The next major development for the South End Land Company came in 1908 with the purchase out of the estate of William Marsh Rice of more than 9,400 acres of land six miles west of Houston. The original plat showed the east boundary as the north-south rail line that crosses Bellaire Boulevard and divides current Bellaire from what is now West University Place, spanning westward to what is now Renwick Street. The northern boundary was a rail line but is now marked by Westpark Drive. The southern border was marked by a line extending due west from where Brays Bayou crossed the rail line to the east.
The development was initially called Westmoreland Farms, which was copyrighted in April of 1909 by the South End Land Company. Baldwin had surveyed 1,000 acres of the eastern section of the land into smaller tracts for truck farms. Supporting this new community, and at the center of the acreage, was a new townsite named Bellaire.

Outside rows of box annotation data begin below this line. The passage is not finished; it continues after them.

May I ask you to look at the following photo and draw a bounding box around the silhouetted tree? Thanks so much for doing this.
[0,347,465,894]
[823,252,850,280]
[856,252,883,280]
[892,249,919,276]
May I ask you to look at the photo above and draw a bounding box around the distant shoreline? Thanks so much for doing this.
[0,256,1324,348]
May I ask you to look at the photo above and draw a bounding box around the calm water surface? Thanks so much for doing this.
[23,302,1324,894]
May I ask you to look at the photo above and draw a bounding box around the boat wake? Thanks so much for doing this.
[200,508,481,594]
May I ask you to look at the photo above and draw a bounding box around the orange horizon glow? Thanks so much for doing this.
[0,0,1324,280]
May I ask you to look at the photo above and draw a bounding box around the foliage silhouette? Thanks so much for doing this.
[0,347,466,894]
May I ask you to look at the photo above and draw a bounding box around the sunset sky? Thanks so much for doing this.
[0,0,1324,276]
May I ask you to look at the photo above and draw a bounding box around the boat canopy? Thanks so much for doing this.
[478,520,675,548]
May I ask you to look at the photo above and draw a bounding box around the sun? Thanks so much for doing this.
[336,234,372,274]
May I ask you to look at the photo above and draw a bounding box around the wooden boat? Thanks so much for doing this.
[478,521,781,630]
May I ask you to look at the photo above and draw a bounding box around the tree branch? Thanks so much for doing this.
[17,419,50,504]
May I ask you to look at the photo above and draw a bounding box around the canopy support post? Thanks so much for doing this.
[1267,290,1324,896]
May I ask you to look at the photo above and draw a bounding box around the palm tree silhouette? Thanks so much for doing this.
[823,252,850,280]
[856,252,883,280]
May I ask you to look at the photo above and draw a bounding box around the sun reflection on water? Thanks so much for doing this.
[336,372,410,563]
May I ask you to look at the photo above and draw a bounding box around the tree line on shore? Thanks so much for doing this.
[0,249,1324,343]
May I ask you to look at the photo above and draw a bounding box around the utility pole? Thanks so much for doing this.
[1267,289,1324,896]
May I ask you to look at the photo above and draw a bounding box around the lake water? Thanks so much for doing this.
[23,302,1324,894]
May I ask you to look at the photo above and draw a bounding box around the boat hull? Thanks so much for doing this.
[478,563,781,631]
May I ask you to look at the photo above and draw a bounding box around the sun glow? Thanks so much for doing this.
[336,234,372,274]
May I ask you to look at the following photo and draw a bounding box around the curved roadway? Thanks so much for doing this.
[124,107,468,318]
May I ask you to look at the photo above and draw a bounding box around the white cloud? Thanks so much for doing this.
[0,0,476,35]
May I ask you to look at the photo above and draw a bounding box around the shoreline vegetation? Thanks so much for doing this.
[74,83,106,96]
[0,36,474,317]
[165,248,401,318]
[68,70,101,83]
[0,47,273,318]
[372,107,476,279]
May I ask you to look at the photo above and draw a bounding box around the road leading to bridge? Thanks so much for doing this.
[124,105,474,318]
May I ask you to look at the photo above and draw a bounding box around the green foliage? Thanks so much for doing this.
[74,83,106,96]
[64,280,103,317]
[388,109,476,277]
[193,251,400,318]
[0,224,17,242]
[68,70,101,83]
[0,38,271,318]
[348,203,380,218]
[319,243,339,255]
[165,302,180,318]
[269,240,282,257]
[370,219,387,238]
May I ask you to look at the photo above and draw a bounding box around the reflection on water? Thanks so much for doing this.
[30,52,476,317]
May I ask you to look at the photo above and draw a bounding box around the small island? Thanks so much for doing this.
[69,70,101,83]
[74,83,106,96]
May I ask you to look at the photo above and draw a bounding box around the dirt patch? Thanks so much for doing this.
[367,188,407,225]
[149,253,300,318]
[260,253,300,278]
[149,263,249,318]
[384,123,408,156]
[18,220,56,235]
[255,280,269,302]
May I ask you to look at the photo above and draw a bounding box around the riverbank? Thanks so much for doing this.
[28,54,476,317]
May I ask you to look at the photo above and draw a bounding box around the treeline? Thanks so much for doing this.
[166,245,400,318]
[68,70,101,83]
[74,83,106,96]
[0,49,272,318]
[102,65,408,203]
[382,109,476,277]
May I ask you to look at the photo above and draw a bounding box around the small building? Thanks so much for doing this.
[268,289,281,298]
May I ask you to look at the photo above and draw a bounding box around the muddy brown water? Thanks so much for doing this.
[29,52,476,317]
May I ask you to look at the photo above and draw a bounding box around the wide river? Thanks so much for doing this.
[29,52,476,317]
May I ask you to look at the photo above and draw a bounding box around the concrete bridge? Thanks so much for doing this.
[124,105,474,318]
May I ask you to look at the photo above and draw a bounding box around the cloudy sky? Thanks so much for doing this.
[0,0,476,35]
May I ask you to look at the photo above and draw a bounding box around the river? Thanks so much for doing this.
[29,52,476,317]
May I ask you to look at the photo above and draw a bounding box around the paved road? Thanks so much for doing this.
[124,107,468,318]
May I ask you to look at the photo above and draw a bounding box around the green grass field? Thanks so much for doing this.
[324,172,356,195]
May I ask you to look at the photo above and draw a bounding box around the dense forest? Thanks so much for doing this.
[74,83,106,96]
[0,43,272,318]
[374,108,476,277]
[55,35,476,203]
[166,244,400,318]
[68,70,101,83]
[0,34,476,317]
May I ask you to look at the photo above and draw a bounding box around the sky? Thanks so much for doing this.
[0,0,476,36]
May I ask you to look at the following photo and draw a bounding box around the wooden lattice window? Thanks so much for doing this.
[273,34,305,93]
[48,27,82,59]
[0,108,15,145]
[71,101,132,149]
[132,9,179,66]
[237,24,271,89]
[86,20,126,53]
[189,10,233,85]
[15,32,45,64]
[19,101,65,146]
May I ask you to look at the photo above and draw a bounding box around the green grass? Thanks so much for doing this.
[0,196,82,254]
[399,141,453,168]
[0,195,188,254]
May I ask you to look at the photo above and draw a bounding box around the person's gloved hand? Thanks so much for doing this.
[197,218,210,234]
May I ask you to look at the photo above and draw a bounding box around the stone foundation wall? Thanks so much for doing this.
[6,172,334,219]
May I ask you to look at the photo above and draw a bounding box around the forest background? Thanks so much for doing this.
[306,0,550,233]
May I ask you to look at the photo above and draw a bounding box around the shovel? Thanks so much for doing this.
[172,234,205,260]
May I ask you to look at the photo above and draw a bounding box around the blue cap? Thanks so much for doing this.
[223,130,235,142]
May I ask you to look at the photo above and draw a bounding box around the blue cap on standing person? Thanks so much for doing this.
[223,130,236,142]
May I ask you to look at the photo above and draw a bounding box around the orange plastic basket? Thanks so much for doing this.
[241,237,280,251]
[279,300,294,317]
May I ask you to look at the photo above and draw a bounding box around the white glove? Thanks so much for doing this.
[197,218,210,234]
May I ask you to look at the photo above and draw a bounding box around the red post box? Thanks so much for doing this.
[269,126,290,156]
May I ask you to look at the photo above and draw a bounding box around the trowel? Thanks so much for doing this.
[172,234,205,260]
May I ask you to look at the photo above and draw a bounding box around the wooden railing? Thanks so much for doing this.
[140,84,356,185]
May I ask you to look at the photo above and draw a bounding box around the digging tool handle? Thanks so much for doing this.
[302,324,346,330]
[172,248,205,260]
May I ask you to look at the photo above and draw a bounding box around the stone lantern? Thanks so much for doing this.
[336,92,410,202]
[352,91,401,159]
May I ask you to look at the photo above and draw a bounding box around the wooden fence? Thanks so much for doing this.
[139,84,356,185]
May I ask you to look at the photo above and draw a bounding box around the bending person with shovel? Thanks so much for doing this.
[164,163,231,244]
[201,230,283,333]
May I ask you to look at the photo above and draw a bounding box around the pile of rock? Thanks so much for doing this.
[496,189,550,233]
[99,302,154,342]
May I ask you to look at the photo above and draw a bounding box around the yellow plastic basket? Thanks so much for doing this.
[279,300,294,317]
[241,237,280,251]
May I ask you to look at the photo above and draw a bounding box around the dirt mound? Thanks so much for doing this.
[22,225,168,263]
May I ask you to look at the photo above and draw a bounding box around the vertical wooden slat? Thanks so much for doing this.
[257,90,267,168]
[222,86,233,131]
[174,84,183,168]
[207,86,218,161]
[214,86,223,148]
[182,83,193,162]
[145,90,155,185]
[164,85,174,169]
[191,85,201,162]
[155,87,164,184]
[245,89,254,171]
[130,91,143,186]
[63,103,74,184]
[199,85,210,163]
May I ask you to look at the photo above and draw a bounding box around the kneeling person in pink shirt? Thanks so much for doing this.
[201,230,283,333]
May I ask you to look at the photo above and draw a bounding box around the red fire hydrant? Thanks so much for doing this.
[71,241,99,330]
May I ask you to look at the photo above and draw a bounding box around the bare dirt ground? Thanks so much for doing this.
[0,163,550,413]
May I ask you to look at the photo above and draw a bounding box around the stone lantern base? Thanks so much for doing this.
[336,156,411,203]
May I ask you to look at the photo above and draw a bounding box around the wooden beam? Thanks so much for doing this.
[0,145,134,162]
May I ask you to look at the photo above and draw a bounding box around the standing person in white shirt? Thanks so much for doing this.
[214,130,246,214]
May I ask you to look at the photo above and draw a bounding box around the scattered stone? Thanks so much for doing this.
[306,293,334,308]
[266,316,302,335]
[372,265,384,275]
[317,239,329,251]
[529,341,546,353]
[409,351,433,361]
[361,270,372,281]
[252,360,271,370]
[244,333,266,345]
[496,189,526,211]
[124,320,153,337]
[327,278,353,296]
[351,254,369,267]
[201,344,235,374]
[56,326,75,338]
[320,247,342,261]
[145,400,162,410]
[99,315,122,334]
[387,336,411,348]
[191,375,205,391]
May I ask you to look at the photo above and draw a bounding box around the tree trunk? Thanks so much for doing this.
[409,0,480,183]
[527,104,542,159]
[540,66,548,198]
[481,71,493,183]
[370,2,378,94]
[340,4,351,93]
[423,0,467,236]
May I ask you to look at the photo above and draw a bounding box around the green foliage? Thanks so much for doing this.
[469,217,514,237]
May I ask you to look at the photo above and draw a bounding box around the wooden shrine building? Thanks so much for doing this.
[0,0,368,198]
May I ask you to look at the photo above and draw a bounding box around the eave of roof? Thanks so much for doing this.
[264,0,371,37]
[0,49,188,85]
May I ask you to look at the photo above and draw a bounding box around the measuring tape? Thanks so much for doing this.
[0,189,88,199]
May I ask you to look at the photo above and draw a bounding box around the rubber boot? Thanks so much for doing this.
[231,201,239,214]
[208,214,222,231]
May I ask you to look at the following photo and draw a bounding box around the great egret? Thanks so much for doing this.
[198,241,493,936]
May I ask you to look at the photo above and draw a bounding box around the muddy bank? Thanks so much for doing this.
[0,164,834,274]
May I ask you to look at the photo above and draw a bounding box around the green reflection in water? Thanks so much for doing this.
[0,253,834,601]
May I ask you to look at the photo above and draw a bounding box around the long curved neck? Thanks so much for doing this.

It was originally bounded to the north and south by Palmetto and Jessamine streets and to the east and west by First and Sixth streets. (Sixth Street is now Ferris Street.)
Bellaire was principally named after Bellaire, Ohio, which was served by one of the CB&QRC rail lines, as well as for the “good air” from constant Gulf breezes. Before the end of 1909 the South End Land Company, in cooperation with Harris County, constructed a road from Main Street in Houston to the heart of the new town. The new road was named Bellaire Boulevard, and it was covered in shell.
Laid along the entirety of Bellaire Boulevard were tracks of the Westmoreland Railroad Company, incorporated by William W. Baldwin and A. J. Condit. The tracks were part of the construction of a streetcar line from the main street corner of Bellaire to Houston’s Main Street, connecting with the Houston Electric Company south end line. That line extended from Eagle Avenue, down what is presently Fannin Street, where it connected with the new Bellaire line at Bellaire Boulevard. Bellaire Boulevard within Houston city limits is now called Holcombe Boulevard. The one-hour trip between Bellaire and downtown Houston required one transfer at Eagle Avenue. December 28, 1910, marked the beginning of service. The continued development of automobile transportation, as well as frequent derailments caused by old track, led to the demise of the line on September 26, 1927. Motor bus service commenced the next day.
By the middle of 1910, the South End Land Company invested approximately $175,000 in capital improvements, including roads, drainage, and the electric rail line. In addition, according to a mention in a 1910 edition of The Electrical World, the company planned to build an independent electrical light plant for Westmoreland Farms and the town of Bellaire, Texas. At the close of 1910, Bellaire consisted of twelve homes, along with a general store, post office, and rail station.
The only known controversy is a lawsuit brought against the South End Land Company by W. B. Fordtran in 1907. The case involved a commission dispute over the sale and subsequent recovery of lots in the Westmoreland Addition, to which the initial ruling was against plaintiff Fordtran. An appeal in October of 1907, however, overturned the matter in Fordtran’s favor. The South End Land Company was ordered to pay the plaintiff the disputed commissions, less any relevant commissions already paid.